We have data from accelerometers on the belt, forearm, arm, and dumbell of 6 participants. They performed barbell lifts correctly and incorrectly in 5 different ways. Class A corresponds to the specified execution of the exercise, while the other 4 classes correspond to common mistake. The training dataset is taken from here: https://d396qusza40orc.cloudfront.net/predmachlearn/pml-training.csv
Our goal is to create model and predict class of test exercises.

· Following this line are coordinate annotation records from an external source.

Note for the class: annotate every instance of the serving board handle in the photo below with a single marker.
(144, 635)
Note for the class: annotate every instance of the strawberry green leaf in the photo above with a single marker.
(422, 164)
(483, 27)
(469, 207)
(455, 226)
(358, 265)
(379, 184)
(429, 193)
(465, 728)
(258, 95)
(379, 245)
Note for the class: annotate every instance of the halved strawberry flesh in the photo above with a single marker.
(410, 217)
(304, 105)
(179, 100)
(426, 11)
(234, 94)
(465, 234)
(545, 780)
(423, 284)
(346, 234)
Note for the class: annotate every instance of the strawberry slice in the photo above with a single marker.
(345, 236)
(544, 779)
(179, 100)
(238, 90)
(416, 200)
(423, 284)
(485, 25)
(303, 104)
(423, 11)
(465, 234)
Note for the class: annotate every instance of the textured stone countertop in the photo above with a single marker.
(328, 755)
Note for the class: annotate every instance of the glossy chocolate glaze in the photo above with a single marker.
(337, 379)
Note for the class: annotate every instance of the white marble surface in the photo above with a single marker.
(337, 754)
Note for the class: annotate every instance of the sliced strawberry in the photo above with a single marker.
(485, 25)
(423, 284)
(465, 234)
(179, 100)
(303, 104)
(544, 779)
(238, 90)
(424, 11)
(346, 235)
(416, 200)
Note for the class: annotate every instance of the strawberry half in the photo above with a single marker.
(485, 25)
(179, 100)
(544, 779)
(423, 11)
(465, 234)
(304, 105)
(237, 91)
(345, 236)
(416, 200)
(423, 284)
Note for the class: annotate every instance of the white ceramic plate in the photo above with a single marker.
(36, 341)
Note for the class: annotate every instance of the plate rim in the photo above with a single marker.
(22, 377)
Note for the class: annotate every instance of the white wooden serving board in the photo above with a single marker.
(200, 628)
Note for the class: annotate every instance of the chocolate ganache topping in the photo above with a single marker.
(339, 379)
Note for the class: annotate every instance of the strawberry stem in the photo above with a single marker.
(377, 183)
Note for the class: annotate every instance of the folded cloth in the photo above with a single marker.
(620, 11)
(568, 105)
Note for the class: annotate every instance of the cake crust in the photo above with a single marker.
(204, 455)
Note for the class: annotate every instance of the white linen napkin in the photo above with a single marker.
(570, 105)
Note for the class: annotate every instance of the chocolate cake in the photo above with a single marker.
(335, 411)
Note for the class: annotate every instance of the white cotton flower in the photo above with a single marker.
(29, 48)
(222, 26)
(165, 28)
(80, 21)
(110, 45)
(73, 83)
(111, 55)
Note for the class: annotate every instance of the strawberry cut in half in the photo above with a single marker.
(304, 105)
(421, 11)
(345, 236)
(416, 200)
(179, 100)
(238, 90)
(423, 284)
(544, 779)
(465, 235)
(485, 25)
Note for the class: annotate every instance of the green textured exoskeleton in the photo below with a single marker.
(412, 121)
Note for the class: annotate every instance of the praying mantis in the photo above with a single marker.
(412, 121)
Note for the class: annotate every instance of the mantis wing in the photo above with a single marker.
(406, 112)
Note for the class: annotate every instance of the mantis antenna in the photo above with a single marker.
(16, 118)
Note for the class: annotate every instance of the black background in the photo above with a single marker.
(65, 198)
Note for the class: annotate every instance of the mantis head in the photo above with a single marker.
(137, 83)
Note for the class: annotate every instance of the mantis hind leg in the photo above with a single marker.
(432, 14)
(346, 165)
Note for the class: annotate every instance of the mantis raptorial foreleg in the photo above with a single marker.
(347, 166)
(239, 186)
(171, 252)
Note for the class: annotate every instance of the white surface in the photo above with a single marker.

1. Getting and cleaning data

There are many variables in training dataset, it is difficult to create model:

  dim(dfPMLTraining)
## [1] 19622   160

Let’s find and remove some not usable variables.
We can see that participants performed the exercises sequentially, one after another. All participants performed exercises of all classes (A, B, C, D, E). Variable X is just an order number of rows.

So, this 7 variables are unusable for creating model and we can remove them:

dfPMLTrainingEx <- subset(dfPMLTraining,
  select = c(-X, -user_name,
             -raw_timestamp_part_1,
             -raw_timestamp_part_2,
             -cvtd_timestamp,
             -new_window,-num_window))

There are variables in dataset, that have mostly NA or blank (equal to "") values.

  vNotEmptyColumns <- sapply(dfPMLTrainingEx,
                             function (x) {
                               (sum(is.na(x) | x == "")) < 0.9*nrow(dfPMLTrainingEx)
                               })
  table(vNotEmptyColumns)
## vNotEmptyColumns
## FALSE  TRUE 
##   100    53

We can remove this 100 variables too.

  dfPMLTrainingEx <- dfPMLTrainingEx[,vNotEmptyColumns]
  dim(dfPMLTrainingEx)
## [1] 19622    53

Now we have 53 variables to create the model instead of 160 in original dataset.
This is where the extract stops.